New Contracts for Jan De Nul in Australia, Russia and Canada

New Contracts for Jan De Nul in Australia, Russia and Canada

New projects with a total value of more than 500 million Euros were added to the order book of Jan De Nul Group during the past month.

The assignment for Chevron for the installation of the Wheatstone pipeline at the west coast of Australia is the largest contract. Before installing the pipeline, trenches must be dredged in the hard seabed. In order to protect the pipeline, it must also be covered with sand and rocks after installation. Furthermore, prelay rock berms have to be installed, enabling the new pipeline to cross existing pipelines.

In Canada, the Traling Suction Hopper Dredger Cristóbal Colón will execute a wellhead protection excavation in the Atlantic Ocean east of Newfoundland. This excavation will protect subsea oil installations from the impact of icebergs. The Cristóbal Colón, the largest dredger in the world, is the only dredger able to dredge to a depth of 155 m. The wellhead protection excavation is to be dredged in a water depth of 135 m.

At the east coast of the Siberian island of Sakhalin, the fallpipe vessel Simon Stevin installs umbilicals for Gazprom at 90 m water depth. These umbilicals serve to control the gas field manifolds from land. This gas field is now a priority development for Gazprom, because of an increased demand in Japan due to the shutdown of the nuclear power plants.

Further up the east coast of this island, the Cutter Suction Dredger Fernão de Magelhães is dredging an access channel for Exxon. This channel will enable to bring in barges from the sea onto the shore with modules for the onshore drill site. The Fernão de Magelhães started the works as soon as the ice had melted sufficiently so that the client can make maximum use of the ice-free season.

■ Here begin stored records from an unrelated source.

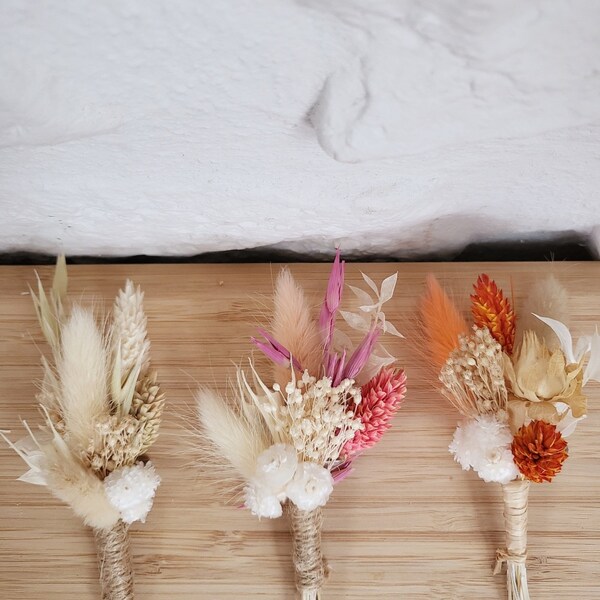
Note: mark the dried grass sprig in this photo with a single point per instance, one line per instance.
(102, 411)
(473, 376)
(285, 440)
(519, 406)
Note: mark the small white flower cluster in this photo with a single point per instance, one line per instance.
(280, 476)
(317, 418)
(483, 444)
(131, 490)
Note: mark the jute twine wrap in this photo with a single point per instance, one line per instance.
(515, 495)
(116, 569)
(309, 565)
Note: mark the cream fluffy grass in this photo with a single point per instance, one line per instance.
(294, 327)
(82, 372)
(235, 437)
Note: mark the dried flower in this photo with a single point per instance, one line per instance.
(262, 502)
(492, 310)
(274, 350)
(129, 330)
(483, 444)
(276, 466)
(538, 378)
(539, 451)
(331, 303)
(361, 355)
(380, 399)
(473, 375)
(310, 487)
(131, 490)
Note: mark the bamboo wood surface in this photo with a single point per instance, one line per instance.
(407, 524)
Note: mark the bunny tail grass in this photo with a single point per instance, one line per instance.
(442, 322)
(294, 328)
(228, 439)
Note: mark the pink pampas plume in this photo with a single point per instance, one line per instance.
(332, 301)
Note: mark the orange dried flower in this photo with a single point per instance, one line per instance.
(492, 310)
(539, 451)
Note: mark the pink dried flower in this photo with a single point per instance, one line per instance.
(333, 299)
(334, 367)
(361, 355)
(274, 350)
(381, 398)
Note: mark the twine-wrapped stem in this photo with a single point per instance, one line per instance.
(114, 556)
(309, 565)
(515, 495)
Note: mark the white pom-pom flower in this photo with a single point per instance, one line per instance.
(310, 487)
(276, 466)
(483, 444)
(280, 477)
(262, 502)
(131, 490)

In the Tatar Strait between Siberia and Sakhalin, Jan De Nul Group’s rock dumping vessels La Boudeuse and Willem de Vlamingh are executing rock dumping works to protect a subsea pipeline from ice floes crossing the strait. The rocks are loaded in the Siberian port Sovgavan. The pipeline guarantees the connection of the gas fields east of Sakhalin with the mainland.

Jan De Nul Group will sail even more up to the north, in the Barents Sea near Nova Zembla. The Group will execute dredging and rock dumping works to protect pipelines which are transporting gas from the Jamal Peninsula to Western Europe.

Recently, a first project has been awarded to be executed by the Joseph Plateau. Upon commissioning, the vessel will execute rock installation in Norway at a waterdepht of 420 m for the protection and stabilisation of a new pipeline.